By Destiny Diggs
Staff Writer
For the past seven years, student chamber music ensembles have performed in the Hillwood Recital Hall to showcase music that they have rehearsed all semester. This year’s performance will be directed by music professor Jennifer Scott Miceli. The ensemble consists of undergraduate and graduate music majors, who work on pieces from their repertoire written for the group of instruments they are assigned for the semester.
Three chamber ensembles will perform, featuring students playing the cello, flute, saxophone, and violin. The music department looks forward to bringing vocalists to the concert in the near future, according to Lisa Meyer, production and recruitment coordinator. The students will perform classical music, but the song selections will not be revealed to the audience until the day of the performance.
Students began rehearsing for the performance at the beginning of the spring 2018 semester. Music majors rehearse with a faculty member once a week and rehearse as an ensemble two to three times a week.
The concert gives students an opportunity to perform for an audience and teaches them how to dissect and perfect challenging music in a short period of time through vigorous technical coaching, according to Meyer. “The goal of this course is to increase each student’s caliber of performance, both as a soloist and as a member of the ensemble,” she said. “By the time of the concert, there is usually marked improvement in their technical and musical skills.”

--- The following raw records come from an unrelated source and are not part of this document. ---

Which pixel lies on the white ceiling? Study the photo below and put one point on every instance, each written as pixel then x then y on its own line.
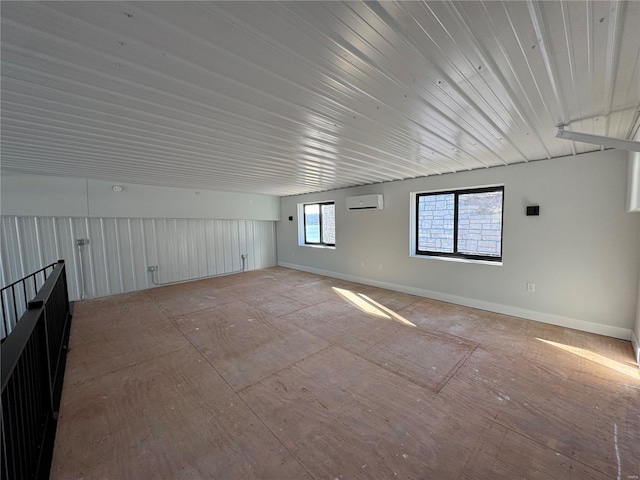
pixel 295 97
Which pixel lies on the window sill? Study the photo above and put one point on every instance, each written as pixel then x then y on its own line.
pixel 454 259
pixel 327 247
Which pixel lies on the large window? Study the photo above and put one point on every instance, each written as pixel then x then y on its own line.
pixel 320 223
pixel 460 223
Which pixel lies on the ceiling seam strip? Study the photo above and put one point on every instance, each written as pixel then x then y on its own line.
pixel 276 160
pixel 248 104
pixel 526 60
pixel 363 162
pixel 155 104
pixel 570 55
pixel 480 49
pixel 452 84
pixel 154 159
pixel 142 101
pixel 406 138
pixel 415 122
pixel 547 58
pixel 613 52
pixel 80 161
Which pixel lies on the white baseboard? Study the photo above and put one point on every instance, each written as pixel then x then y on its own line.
pixel 635 342
pixel 598 328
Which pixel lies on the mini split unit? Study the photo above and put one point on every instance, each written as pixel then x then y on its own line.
pixel 365 202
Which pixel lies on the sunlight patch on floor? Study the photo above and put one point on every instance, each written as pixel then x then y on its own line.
pixel 370 306
pixel 629 370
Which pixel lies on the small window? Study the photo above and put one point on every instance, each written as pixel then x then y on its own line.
pixel 320 223
pixel 460 223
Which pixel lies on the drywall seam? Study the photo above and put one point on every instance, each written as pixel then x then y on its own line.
pixel 635 343
pixel 598 328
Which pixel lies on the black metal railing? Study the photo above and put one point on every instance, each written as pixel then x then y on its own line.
pixel 15 298
pixel 33 360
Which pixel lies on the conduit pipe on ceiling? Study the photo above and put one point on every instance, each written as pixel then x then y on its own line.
pixel 154 268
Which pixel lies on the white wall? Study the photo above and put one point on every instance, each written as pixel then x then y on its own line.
pixel 186 233
pixel 120 249
pixel 581 252
pixel 35 195
pixel 636 330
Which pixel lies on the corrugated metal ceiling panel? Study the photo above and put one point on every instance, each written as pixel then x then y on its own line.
pixel 294 97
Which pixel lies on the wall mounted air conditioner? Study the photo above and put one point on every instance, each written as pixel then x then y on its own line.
pixel 365 202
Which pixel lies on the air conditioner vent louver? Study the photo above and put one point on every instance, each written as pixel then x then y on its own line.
pixel 365 202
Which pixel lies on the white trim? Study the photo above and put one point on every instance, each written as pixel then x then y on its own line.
pixel 635 343
pixel 567 322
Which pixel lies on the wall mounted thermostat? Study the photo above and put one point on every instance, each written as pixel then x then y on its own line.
pixel 533 210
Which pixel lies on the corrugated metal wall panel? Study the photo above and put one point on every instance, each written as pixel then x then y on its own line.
pixel 119 250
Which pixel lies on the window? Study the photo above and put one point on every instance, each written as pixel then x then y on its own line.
pixel 460 224
pixel 319 223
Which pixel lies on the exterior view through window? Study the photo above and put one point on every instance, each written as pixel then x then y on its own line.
pixel 460 223
pixel 320 224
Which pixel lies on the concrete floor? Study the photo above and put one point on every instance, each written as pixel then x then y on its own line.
pixel 280 374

Many students have already performed at least once with an ensemble. “Some have been involved in chamber music ensemblesfrom their first semester,” Meyer said. Each student musician is assigned an individual part to perform; they are a soloist within the context of playing with others in a small, intimate ensemble. “Chamber Music is the best of both worlds: playing as a soloist but still collaborating with others to bring the music to life from the written page,” Meyer said.
The performance will include chamber music dating from the 1700’s to today in various combinations of instruments that are not commonly heard.
The concert, which acts as a final exam for the students, will take place in the Hillwood Recital Hall on Wednesday, April 11, at 12:30p.m. Admission is free.